"Voici ce que je pense, dès que je vois la matière ou la substance d'un corps, il me faut nécessairement concevoir, en même temps qu'elle est limitée et qu'elle a telle ou telle figure ; que, par rapport à d'autres, elle est grande ou petite ; qu'elle est en tel ou tel autre lieu ; qu'elle se situe à un moment ou à un autre ; qu'elle se meut ou qu'elle est immobile, qu'elle touche ou qu'elle ne touche pas un autre corps, qu'elle est une, qu'elle est quelques-unes, ou qu'elle est un grand nombre. Aucun effort d'imagination ne peut permettre de la concevoir séparée des contingences que je viens d'énoncer. Mais qu'elle soit blanche ou rouge, amère ou douce, sonore ou muette, d'odeur agréable ou désagréable, je ne sens rien dans mon esprit qui m'oblige à la concevoir comme nécessairement liée aux contingences susdites. Bien au contraire, si les sens ne venaient pas à notre aide, ni le raisonnement ni la représentation en elle-même n'arriveraient jamais à saisir de tels rapports. Cela m'induit à penser que ces saveurs, odeurs, couleurs, etc., dont l'existence ne nous paraît avoir qu'un caractère subjectif, ne sont pas autre chose que de simples mots et n'ont de réalité que dans notre corps sensible, si bien que, celui-ci disparaissant, toutes les qualités de cet ordre sont supprimées et annihilées... Mais que dans les corps extérieurs, pour susciter en nous des saveurs, des odeurs, et des sons, il faille autre chose que de la grandeur, de la forme, du nombre, et des mouvements lents ou rapides, je n'arrive pas à le croire. J'estime que, si l'on supprime les oreilles, la langue et le nez, les figures, les nombres et les mouvements continueront d'exister, mais non plus les odeurs, ni les saveurs, ni les sons, qui en dehors de la sensibilité d'un être vivant ne sont, me semble-t-il, que des mots, tout comme le chatouillement et le picotement ne sont que des mots si l'on supprime les aisselles et la muqueuse du nez."
Galilée, L'Essayeur, 1623, tr. fr. F.-M. Rosset et S. Martin, in Galilée, Points Sciences, 1992, p. 146-147.
"Les qualités primaires et les qualités secondaires.
Les qualités ainsi considérées dans les corps sont premièrement celles qui sont strictement inséparables du corps, quel que soit son état. [...]
Chaque partie a toujours solidité, étendue, figure et mobilité. C'est ce que j'appelle qualités originales ou primaires des corps ; je pense que nous pouvons observer qu'elles produisent en nous des idées simples (solidité, étendue, figure, mouvement ou repos, et nombre).

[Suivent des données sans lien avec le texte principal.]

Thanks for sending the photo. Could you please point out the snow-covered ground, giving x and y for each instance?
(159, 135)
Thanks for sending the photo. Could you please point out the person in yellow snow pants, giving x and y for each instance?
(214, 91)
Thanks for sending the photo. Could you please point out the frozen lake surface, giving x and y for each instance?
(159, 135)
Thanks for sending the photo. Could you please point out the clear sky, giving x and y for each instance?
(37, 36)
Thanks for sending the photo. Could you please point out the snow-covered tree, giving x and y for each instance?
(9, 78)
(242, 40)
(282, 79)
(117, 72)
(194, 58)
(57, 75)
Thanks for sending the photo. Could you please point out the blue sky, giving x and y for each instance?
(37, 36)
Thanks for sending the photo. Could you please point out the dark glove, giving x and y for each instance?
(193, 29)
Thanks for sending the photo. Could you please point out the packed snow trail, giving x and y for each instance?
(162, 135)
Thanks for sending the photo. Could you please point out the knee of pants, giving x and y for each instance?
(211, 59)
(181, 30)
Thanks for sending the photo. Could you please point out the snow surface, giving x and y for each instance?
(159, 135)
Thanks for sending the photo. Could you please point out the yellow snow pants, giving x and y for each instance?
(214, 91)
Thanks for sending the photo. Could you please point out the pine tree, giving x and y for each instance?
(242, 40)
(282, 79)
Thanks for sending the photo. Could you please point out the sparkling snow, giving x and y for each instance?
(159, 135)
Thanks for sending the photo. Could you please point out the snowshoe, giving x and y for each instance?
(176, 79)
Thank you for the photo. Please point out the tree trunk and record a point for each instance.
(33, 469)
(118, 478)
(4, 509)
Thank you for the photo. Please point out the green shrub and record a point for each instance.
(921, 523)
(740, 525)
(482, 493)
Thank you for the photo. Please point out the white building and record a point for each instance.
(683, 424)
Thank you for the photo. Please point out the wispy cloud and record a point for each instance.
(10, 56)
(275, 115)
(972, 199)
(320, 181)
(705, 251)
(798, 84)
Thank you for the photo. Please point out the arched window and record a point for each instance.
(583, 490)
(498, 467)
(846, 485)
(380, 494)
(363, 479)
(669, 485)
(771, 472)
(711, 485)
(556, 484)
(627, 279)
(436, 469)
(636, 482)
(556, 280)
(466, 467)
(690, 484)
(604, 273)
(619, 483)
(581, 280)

[Les qualités considérées dans le corps sont...] deuxièmement ces qualités qui en réalité ne sont rien d'autre dans les objets eux-mêmes que les pouvoirs de produire diverses sensations en nous par leurs qualités primaires, c'est-à-dire par le volume, la figure, la texture et le mouvement de leurs éléments insensibles ; ce sont les couleurs, les sons, les goûts, etc. ; je les nomme qualités secondaires. [...]
Il faut ensuite considérer comment les corps produisent en nous des idées : c'est manifestement par poussée, la seule façon dont nous puissions concevoir l'action des corps. [...]
Il est concevable que les idées de qualités secondaires soient produites en nous de la même manière que les idées de qualités originales, à savoir par l'action des particules insensibles sur les sens. [...]
Supposons maintenant que les mouvements et figures, la masse et le nombre différents de ces particules affectent les divers organes des sens et produisent en nous les diverses sensations des couleurs et des odeurs des corps (par exemple, qu'une violette, par la poussée de ces particules insensibles de matière, de figure et de masse spécifiques, avec des mouvements de degrés et de types différents, produise dans l'esprit les idées de couleur bleue et l'odeur sucrée).
Les idées de qualités primaires sont des ressemblances ; pas les secondaires.
Il est aisé d'en tirer, je pense, cette observation : les idées de qualités primaires des corps en sont des ressemblances, et leur modèle existe effectivement dans les corps mêmes. Mais les idées produites en nous par les qualités secondaires n'ont absolument aucune ressemblance avec elles. Il n'y a rien comme nos idées qui existerait dans les corps mêmes ; et même si nous décrivons un corps à partir d'une idée, cette idée n'est là qu'un pouvoir de produire en nous cette sensation : ce qui est doux, bleu ou chaud en idée n'est que cette masse, cette figure et ce mouvement particuliers des éléments insensibles du corps même, que nous appelons ainsi."
John Locke, Essai sur l'entendement humain, 1690, § 9-11, 13, 15, trad. Vienne, Vrin, 2001.